In a circuit with a dependent current source whose value is 2 I_x in parallel with a 5 Ω resistor, where I_x is the current through a 2 Ω resistor connected to the same node, how would you express I_x and set up the nodal equation?

• A. I_x = V/2; The dependent source supplies a current of 2 I_x = V; KCL at the node: V/5 + V = I_injected
• B. I_x = V/2; The dependent source supplies 2 I_x = V/2; KCL: V/5 + V/2 = I_injected
• C. I_x = 2V; The dependent source supplies 4V; KCL: V/5 + 4V = I_injected
• D. I_x = V; The dependent source supplies 2 I_x = 2V; KCL: V/5 + 2V = I_injected

Answer: (A)

The main idea is to relate everything to the node voltage V using Ohm’s law and then apply Kirchhoff’s current law at the node.

First, the current through the 2 Ω resistor is I_x = V/2, since it’s connected from the node to ground.

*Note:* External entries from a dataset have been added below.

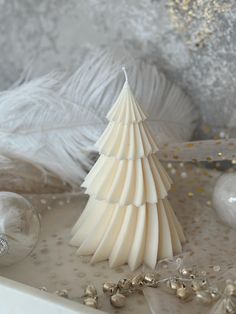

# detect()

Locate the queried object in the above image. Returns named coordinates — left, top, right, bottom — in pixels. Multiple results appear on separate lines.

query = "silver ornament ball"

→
left=213, top=173, right=236, bottom=228
left=0, top=192, right=40, bottom=266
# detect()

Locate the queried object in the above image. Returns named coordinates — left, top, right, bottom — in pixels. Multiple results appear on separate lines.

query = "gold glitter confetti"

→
left=168, top=0, right=231, bottom=50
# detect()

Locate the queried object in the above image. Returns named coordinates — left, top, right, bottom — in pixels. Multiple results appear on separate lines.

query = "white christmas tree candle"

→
left=71, top=68, right=185, bottom=270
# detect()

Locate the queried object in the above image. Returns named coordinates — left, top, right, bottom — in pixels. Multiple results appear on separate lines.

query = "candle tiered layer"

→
left=71, top=82, right=185, bottom=270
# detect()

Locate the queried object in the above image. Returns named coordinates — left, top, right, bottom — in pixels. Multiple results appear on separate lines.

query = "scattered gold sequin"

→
left=186, top=143, right=194, bottom=148
left=168, top=0, right=231, bottom=48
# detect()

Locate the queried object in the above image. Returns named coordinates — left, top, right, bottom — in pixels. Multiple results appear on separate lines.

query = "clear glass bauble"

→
left=0, top=192, right=40, bottom=266
left=213, top=173, right=236, bottom=229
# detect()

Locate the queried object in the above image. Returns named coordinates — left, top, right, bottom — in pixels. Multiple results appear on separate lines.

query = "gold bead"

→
left=176, top=285, right=191, bottom=300
left=191, top=279, right=208, bottom=292
left=117, top=279, right=132, bottom=293
left=84, top=297, right=98, bottom=309
left=224, top=282, right=236, bottom=296
left=210, top=288, right=220, bottom=301
left=166, top=279, right=182, bottom=292
left=110, top=292, right=126, bottom=308
left=143, top=272, right=160, bottom=287
left=224, top=297, right=236, bottom=314
left=131, top=274, right=144, bottom=288
left=84, top=285, right=97, bottom=297
left=179, top=267, right=193, bottom=277
left=55, top=289, right=68, bottom=298
left=196, top=290, right=212, bottom=304
left=102, top=282, right=117, bottom=295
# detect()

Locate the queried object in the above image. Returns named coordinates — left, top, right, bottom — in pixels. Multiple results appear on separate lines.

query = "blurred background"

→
left=0, top=0, right=236, bottom=133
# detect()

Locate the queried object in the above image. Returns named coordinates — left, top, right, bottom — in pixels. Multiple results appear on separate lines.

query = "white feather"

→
left=0, top=50, right=197, bottom=185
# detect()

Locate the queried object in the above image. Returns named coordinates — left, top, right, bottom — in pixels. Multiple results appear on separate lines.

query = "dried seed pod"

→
left=196, top=290, right=212, bottom=304
left=110, top=292, right=126, bottom=308
left=102, top=282, right=117, bottom=295
left=84, top=297, right=98, bottom=309
left=131, top=274, right=144, bottom=288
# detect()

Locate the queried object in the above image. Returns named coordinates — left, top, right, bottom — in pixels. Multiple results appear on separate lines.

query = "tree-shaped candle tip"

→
left=122, top=66, right=129, bottom=84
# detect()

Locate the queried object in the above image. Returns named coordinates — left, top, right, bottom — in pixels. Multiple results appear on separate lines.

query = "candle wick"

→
left=122, top=67, right=129, bottom=83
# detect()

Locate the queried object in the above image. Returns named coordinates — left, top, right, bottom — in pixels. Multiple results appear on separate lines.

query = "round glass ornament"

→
left=0, top=192, right=40, bottom=266
left=213, top=173, right=236, bottom=228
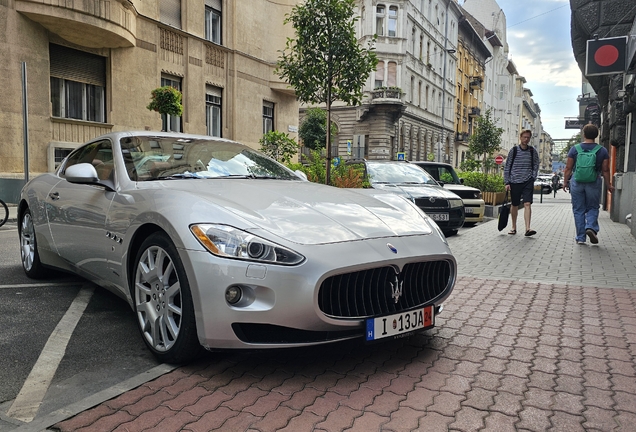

The dependent current source has value 2 I_x, which becomes 2*(V/2) = V. If we take the current through this source as leaving the node (i.e., delivering current away from the node toward the rest of the circuit), its contribution to the current leaving the node is V.

The 5 Ω resistor carries a current leaving the node of V/5.

By KCL, the sum of currents leaving the node equals the current entering from the external injection, I_injected. Therefore the nodal equation is V/5 + V = I_injected.

This matches the given choice because it uses I_x = V/2, the dependent source current 2 I_x = V, and the KCL relation with the currents leaving the node.